Fig. 5. DW14383 significantly suppressed tumor growth in the NCI-H1581 xenografts.
a, b Tumor growth inhibition in the NCI-H1581 model treated with DW14383 at the indicated doses. c Weights of tumor tissues from the three groups on day 14 after treatment was initiated. d Body weight change during the treatment period. The data in panel a and c are presented as the means ±SEM. *P < 0.05, **P < 0.01, ***P < 0.001, using Student’s t test.
Fig. 6. DW14383 significantly suppressed tumor growth in the Hep3B xenografts.

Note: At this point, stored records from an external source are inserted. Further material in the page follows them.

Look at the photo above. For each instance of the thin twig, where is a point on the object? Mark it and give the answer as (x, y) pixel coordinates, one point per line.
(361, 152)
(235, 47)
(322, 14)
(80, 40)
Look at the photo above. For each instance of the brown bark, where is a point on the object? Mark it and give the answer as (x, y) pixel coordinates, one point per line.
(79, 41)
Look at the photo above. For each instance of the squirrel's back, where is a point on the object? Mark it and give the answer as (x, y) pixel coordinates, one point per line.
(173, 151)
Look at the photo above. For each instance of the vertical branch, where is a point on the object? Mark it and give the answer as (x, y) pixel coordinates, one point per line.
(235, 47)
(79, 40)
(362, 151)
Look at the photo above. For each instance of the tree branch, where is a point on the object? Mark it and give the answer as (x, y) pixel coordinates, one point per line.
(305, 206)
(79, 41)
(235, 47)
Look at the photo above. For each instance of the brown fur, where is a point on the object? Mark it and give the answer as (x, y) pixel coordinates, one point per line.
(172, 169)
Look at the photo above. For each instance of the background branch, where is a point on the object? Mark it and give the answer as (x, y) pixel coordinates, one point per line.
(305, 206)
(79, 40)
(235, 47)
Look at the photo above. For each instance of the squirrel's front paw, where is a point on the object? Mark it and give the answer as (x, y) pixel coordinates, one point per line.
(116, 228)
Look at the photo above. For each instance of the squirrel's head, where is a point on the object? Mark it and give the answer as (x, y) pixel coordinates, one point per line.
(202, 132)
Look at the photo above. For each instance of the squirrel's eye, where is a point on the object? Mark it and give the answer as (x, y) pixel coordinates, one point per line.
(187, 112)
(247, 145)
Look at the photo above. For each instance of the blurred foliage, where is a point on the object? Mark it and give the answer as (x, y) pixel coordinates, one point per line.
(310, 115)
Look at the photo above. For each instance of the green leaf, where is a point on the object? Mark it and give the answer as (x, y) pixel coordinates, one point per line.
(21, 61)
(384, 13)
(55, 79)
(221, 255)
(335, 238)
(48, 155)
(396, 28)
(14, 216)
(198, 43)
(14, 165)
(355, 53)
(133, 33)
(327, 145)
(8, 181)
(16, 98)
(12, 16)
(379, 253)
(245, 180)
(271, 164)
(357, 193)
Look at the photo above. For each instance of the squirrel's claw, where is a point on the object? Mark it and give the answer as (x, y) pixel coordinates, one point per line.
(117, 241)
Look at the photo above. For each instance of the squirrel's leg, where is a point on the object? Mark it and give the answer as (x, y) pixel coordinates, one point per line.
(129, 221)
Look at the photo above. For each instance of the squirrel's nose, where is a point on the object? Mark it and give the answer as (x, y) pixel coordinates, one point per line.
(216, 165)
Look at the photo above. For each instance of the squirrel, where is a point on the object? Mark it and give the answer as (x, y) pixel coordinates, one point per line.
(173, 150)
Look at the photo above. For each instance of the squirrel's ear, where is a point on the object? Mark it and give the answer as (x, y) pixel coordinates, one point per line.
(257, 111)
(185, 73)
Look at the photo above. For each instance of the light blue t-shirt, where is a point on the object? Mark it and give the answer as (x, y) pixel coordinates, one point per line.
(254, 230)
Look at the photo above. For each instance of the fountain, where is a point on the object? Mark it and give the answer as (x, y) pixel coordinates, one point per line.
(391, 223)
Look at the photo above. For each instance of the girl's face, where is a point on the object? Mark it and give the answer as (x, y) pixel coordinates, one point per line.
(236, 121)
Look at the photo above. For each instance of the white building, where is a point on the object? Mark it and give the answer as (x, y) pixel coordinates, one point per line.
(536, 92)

a, b Inhibition of tumor growth in the Hep3B model treated with DW14383 at the indicated doses. c Weights of the tumor tissues from all three groups on day 14 at the end of treatment. d Body weight change in all three groups throughout the experiment. The data in panel a and c are presented as the means ±SEM. ***P<0.001, using Student’s t test.
DW14383 significantly suppressed FGFR signaling and inhibited tumor cell proliferation and angiogenesis in FGFR-dependent transplanted tumor tissues
Furthermore, the expression of tumor mitotic index (Ki67) and platelet endothelial cell adhesion molecules (CD31) after treatment was also measured. As shown in Fig. 7a, Ki67 levels and CD31-positive endothelial cells were reduced in a dose-dependent manner upon DW14383 administration in the Hep3B model, indicating that DW14383 significantly inhibited the growth of FGFR-dependent xenografts by exerting simultaneous effects on tumor cell growth and angiogenesis.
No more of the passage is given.